GENREALITY

Archive for June 3rd, 2011



Friday, June 3rd, 2011 by Rosemary
The Power of the Pen

I know you’re used to me occasionally dorking out about writing. But get ready, because today I’m going to dork out about… Well, writing.

Happenstance let me yesterday to Levenger.com. “Tools for serious readers.”  I’d seen their luxury reading accessories in the Skymall magazine on the airplane and being both bemused and covetous of a beautiful cherry lapdesk or a special pillow for reading in bed.

But the thing that kept me on the site for an hours? Pen envy.

These people love a good pen. Especially a good fountain pen, but they seem to allow that rollerballs and fiber tipped (felt tip) have their place. A little disdainful of the ballpoint, but acknowledge they have their following.

Why can they sell pens that cost over $100?  Because it’s the kind of site where people write their reviews in verse.

The things is, I love a really good pen.  Sure I use Sharpies for booksignings, and disposables in my purse. But I do love writing with a fountain pen, and I have a couple of pens I actually inherited from my dad, from whom I inherited my pen (and pencil) pickiness. There really is something magical about writing by hand with an instrument that suits you.

That’s right. A writing instrument.  There are times you write for expediency. But there are times when you’re creating art. Putting your thoughts down for posterity. Painting a picture in words.

There’s something personal and intimate about a handwritten thought or message. Compare a handwritten thank you card to an email, for example, or a holiday card with a signature vs. one with a pre-printed name.
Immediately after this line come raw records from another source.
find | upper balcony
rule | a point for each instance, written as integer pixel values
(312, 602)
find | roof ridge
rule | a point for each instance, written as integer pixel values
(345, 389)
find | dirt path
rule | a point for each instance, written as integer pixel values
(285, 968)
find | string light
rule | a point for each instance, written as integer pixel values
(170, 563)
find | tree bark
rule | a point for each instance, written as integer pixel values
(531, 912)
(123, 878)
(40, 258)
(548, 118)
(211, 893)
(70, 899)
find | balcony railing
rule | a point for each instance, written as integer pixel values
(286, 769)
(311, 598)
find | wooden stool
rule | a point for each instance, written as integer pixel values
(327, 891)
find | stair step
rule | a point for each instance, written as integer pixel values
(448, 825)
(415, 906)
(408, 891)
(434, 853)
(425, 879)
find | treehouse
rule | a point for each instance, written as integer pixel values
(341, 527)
Imagine a steamy and indiscreet love letter, written on notepaper and slipped in secret to its recipient. Scandalous but kind of sexy and romantic, right?  Now imaging the exact same words sent in an email. Or worse, a text!  Cheap and tawdry.

Our handwriting is so personal, in fact, it can be used to identify us, or to give insight into our personality.  Before I injured my hand, I had a very neat style of print-writing (the sign of an educated writer), that was tidy and round (the marker, they say, of an open and friendly personality).  My writing is still round, but now it’s big and juvenile and uneven, looking like a friendly serial killer kindergartener.

I used to study for college by rewriting my class notes, or even copying out passages of my textbooks. Like auditory or visual learners, there are people who are kinesthetic learners. Things ‘gel’ for them when they pair them with motions.

This is why I have a white board on my wall instead of plotting on my iPad (despite the large number of apps I have for doing just that).  And also, when I feel stuck or blocked on a scene I’m writing, I will often step away from the keyboard and pick up a pen. I type a lot faster than I write, so automatically that composing on the computer is as close as I can come to pouring the words from my brain into print. And maybe that’s the problem.

When I write longhand, there’s something magical in the process. Maybe it’s because I’m adding another part of my brain to the process. But I think it’s also because I slow down. Instead of freaking out because I can’t think of any words, I have time to think of it while my pen moves across the paper. There are more enjoyable things to think about than my fear and frustration. The curve of the letters, the scratch of the nib, the stroke of the ink. One word at a time, I get past the block.

And a great notebook and pen are an important part of my process. Not necessarily a Waterman pen and Moleskine notebook (though I own and love one of those, too) but one that feels good in my hand, that turns writing into art. (Even the art of a sociopathic kindergartener.)

Do you like to write longhand? Do you find it freeing or laborious?  Are you someone who is picky about pens, or are you perfectly happy with the ten-cent Bic you stole from the bank counter? Is a $100 pen a piece of art, or pure pretension? If I sign your book with a fountain pen, will you consider me a snob? (I won’t. Fountain pens don’t write fast enough for booksignings. See? The pen is important!)